California by the Bay
The Sunday before President's Day, the former fishwrap of record noted somewhat ominously for the south of the State that politics in California have tilted north.
But who can blame Washington for recognizing the trend that Californians themselves recognize? The top political name in Southern California, Antonio Villaraigosa, has been tarnished by the man's inability to deliver jobs to Los Angeles. All throughout his mayoralty, Villaraigosa has been unable to call off the bluffs of a very few self-serving billionaires; he has squandered his tme in office on tinkering with public schools in such a way that the nation only recognizes Los Angeles as a model of hopelessness. A Democrat who mostly supports ethnic-dominated labor unions and who also regularly also spurns Anglo-dominated ones at his puppeteers' insistence, the man most to blame for the diminishing of LA's political status in the State is none other than the Mayor of Los Angeles, Antonio Villaraigosa.
But also advance Richard Riordan's name as a close second. Riordan was the first Mayor to tinker seriously with schools; a multimillionaire himself, he chortled with glee when given the opportunity to start shaping LA's top school board with recreational Republican privateers. He also began the practice of privatizing select services in the City, in which very occasional waste was replaced by both waste and fraud, and his chicken little scratchings in the Wall Street Journal have, by flaunting weaknesses rather than working to cure them, made a bad economic condition far worse. Friend to the same billionaires who have made Villaraigosa such an ineffective Mayor, Riordan was the opening act of LA's decline.

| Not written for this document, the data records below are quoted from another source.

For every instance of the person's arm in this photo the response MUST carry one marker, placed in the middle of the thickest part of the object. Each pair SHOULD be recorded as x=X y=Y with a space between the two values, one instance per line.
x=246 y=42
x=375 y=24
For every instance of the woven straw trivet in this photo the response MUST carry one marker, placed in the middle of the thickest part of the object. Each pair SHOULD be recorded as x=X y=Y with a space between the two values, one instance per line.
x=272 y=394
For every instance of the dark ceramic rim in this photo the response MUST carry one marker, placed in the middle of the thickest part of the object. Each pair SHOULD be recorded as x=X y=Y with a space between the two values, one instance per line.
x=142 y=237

And also add the name Steve Cooley, which has come to be associated with Republican politics even though the post he holds is non-partisan. Cooley's partisan rancor in dealing with political ethics cases has only given reactionary Republicans some amused and pettily vindictive moments; but nobody else pays attention. These same partisan tussles are the very moments that most disgrace him Statewide; and they are reason the race for Attorney General last year became so partisan that a little-heard name with little else other than the blessing of the word "Democrat" affixed to it could beat the far better-known Cooley.
And certainly toss onto this pile of decline the name of Fabien Nuñez, a once promising legislator whose name became synonymous with cronyism while his son's crime came to Statewide attention.
While Bay Area pols have held onto the possibility that job creation may come from Silicon Valley or clean or green tech projects, the south has busied itself with economic drains and money pits such as half-a-billion dollar high schools and widespread foreclosure remedy plans. The Latino south's politicians have also maintained a far greater preponderance for scandal and unseemliness that has not tinged the more polite Anglo-elite north. And the south's enormous Orange County Republican base not been much of a factor in Statewide politics, only serving as the top exemplar of pasty white flight crankiness to an increasingly diverse, ecologically and environmentally friendly State. It's not a wonder, given the slips and spills of the south, that post-Schwarzenegger California is all California by the Bay.